Murphy, Democrats Give Millennials Reason To Stay In New Jersey
By Garrett Racz
As a millennial myself, I was disheartened to read Alex Cucciniello’s op-ed in which he argued that the Murphy administration and Democrats are causing millennials to “leave New Jersey in droves.” His thesis, that Governor Murphy’s support for making the Affordable Care Act work in New Jersey by reinstating the individual mandate will force millennials out of the state, is entirely unsubstantiated and resigned from reality. To the contrary, improving our healthcare system will ensure that millennials are more likely to stay in New Jersey.
First and foremost, to call the Affordable Care Act “a version of socialized medicine that is not working well here or in other countries” is to reveal a basic and tragic lack of understanding of the ACA and healthcare in general.
To claim that our current system is “socialized medicine” is to forget that it is exclusively run by for-profit insurance companies and many insurance plans are still too expensive for low-income Americans to afford. Far from being a Democratic idea, the precursor to the ACA was developed in Massachusetts by Republican Mitt Romney. Socialized medicine would at the very least include a public option, but would really be a single-payer system. The ACA is to socialized medicine what Cucciniello is to a health care policy expert. There is no correlation.
Nevertheless, Cucciniello’s central claim, that millennials can’t afford to pay $695 a year to opt-out of health insurance is confusing on many levels. First, it defies logic to argue that New Jerseyans would be better off without health insurance. If everyone buys into the Affordable Care Act, prices go down for everyone. For all of its deficiencies, the ACA is still a marked improvement from the system, or lack thereof, we had before. And the reality is that the only way to provide maximum benefits to the public is by incentivizing everyone to pay into the system so it can work. The individual mandate is the key component in the ACA that accomplishes just that.
In many ways, Cucciniello’s stance on the ACA embodies the quintessential Republican mindset that if you can’t afford healthcare, tough luck. He says, “we do not want to be forced to pay for something we don’t want and most likely will never use.” Really? Millennials don’t ever get sick and go to the hospital? Millennials don’t want to pay into a system that has, unquestionably, saved lives? This millennial begs to differ.
Unlike Cucciniello, I believe that we should strengthen the Affordable Care Act to provide New Jerseyans, regardless of socioeconomic status, with the right to life. While we acknowledge that the ACA is imperfect, we should also vow to improve it. For example, a Medicare-option to compete with insurance companies and keep costs down would be an improvement. As a capitalist country, we should encourage competition and do everything we can to keep insurance costs down.

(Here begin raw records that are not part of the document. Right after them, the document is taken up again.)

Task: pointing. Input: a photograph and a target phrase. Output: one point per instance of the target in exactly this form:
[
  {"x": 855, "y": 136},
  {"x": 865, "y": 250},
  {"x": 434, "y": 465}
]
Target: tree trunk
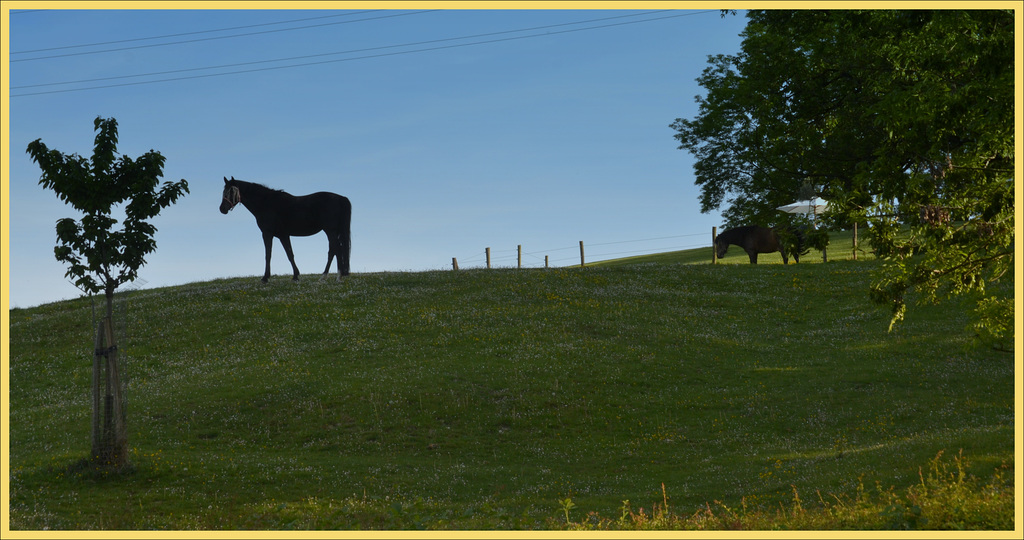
[{"x": 110, "y": 434}]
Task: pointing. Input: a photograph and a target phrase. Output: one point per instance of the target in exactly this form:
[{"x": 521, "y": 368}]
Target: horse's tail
[{"x": 346, "y": 236}]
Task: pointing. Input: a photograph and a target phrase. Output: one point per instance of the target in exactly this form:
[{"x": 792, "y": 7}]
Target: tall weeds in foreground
[{"x": 945, "y": 498}]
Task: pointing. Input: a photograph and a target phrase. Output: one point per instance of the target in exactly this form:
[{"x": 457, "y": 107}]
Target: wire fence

New Jersey is not without its faults. Criticisms of how the Governor and state legislature will appropriate taxpayer funds are important and debate regarding an issue as critical as healthcare is worth having. But if anything, Governor Murphy’s initiative to strengthen the ACA is an incentive for millennials to stay in New Jersey. We ought to be praising our new Governor for his commitment to providing the highest quality of healthcare possible. So long as our state government prioritizes the well-being of people over politics, this millennial will be proudly staying in Jersey.
Garrett Racz is a sophomore at The College of New Jersey and State Council Chairman of the College Democrats of New Jersey.
The ACA made my family coverage unaffordable to the point where I took a major pay cut to take a job with health benefits. So we’re covered, but we’re poor. The writer’s talking points aside, resurrecting ACA will ultimately be another “Budget Buster” that Governor Phil Pot will have to raise taxes and fees to cover. His Bernie Sanders “free everything for everybody except the 1%” philosophy has a very simple flaw – nothing is free. Unfortunately, it looks like he wants everyone to get high so the don’t care what’s going on.
The liberals who penned this piece need to do their research. the ACA has not made health care affordable; it has not led to better care; it has failed in every dimension. What would make health care more affordable are more options to buy from out of state insurance companies, fewer mandates on what must be covered by insurance and the ability for small businesses to aggregate their coverage. None of which the Democrats support.
New Jersey property taxes are in 2 categories, ridiculous and completely ridiculous. Middle class people with middle class jobs pay among the highest taxes in the nation. New Jersey desperately needs more business, desperately needs more income, and what does Murphy do. He passes an equal pay law designed to scare businesses and have more leave, so there will be higher and higher taxes. We aready have an equal pay act, civil rights law, and other laws prohibiting discrimination. And what happens if there are no more taxes. Don’t cut cop’s pension, they are relaxing on their boat at age 52 with their pension in North Carolina laughing at the people in NJ and the taxes they pay.
Who is going to make up the loss of corporate taxes. The balloon is bursting.